Sunscreen compounds work in the following way:
Their chemical compounds absorb the radiation preventing it from being absorbed by the skin. While the physical compounds of the sunscreen work as a screen that reflects and disperses the radiation.
How much and how often should sunscreen be used?
Scientific studies to test sunscreens are conducted with 2 mg of the product for every 2 cm of skin.
For an average body, it is calculated that you should apply 1 oz, which is approximately equivalent to a shot glass or two tablespoons.
As it is difficult to calculate the amount to be applied on the skin when you are outdoors, it is recommended that you apply the sunscreen until a visible white layer is left on the skin.
If spending time at the beach, use at least half of an 8 oz. bottle.
Of course, for better protection from the sun, we should increase the amount of sunscreen applied.
Sunscreens should be applied a minimum of 30 minutes before exposing yourself to the sun, this is so that the compounds are absorbed by the skin; it is important to note that it is essential that the sunscreen be reapplied in equal amounts to the first application every two hours, it should also be reapplied after sweating or immediately after finishing swimming since the product loses its effectiveness with water.
Some sunscreens are water-resistant, these must be able to withstand at least two 20-minute baths, although these are studies conducted in laboratories, without moving much and with greater quantity.
Other forms of protection against the sun:
-Find the shadow:
It is of utmost importance to limit exposure to ultra-violet light by avoiding direct sunlight for a prolonged time.
-Protect your skin with your clothes:
When outdoors, wear clothing to cover the skin, avoiding direct contact with the sun.

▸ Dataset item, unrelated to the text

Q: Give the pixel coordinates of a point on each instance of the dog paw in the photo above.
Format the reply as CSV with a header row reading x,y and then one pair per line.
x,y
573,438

Clothing helps in different ways as protection against UV rays. The most effective clothing items are long trousers, long-sleeved shirts, and long skirts, as well as dark-colored clothing that protects better than
It should be noted that covering yourself with clothing does not completely block all UV rays. On the other hand, if you can see light passing through the tissue, it means that UV rays can also pass through it.
-Use UV-blocking sunglasses:
Sunglasses can block ultraviolet rays, they’re ideal for protecting the delicate area around the eyes, as well as the eyes. Sunglasses that are suitable for protection against UVB and UVA rays are those that block 99% to 100% of these rays.
Hats that have a brim around at least 2 or 3 inches are perfect because they protect the parts that are usually exposed to the sun’s rays, such as the eyes, nose, forehead, scalp, and ears.
Also recommended is a shaded cap, which is similar to a baseball cap with a 7-inch cloth that falls to the sides and back of the neck, which will provide more protection for the neck.
If you don’t have a shade cap or other hat, you can make one by wearing a large turban or scarf under a baseball cap.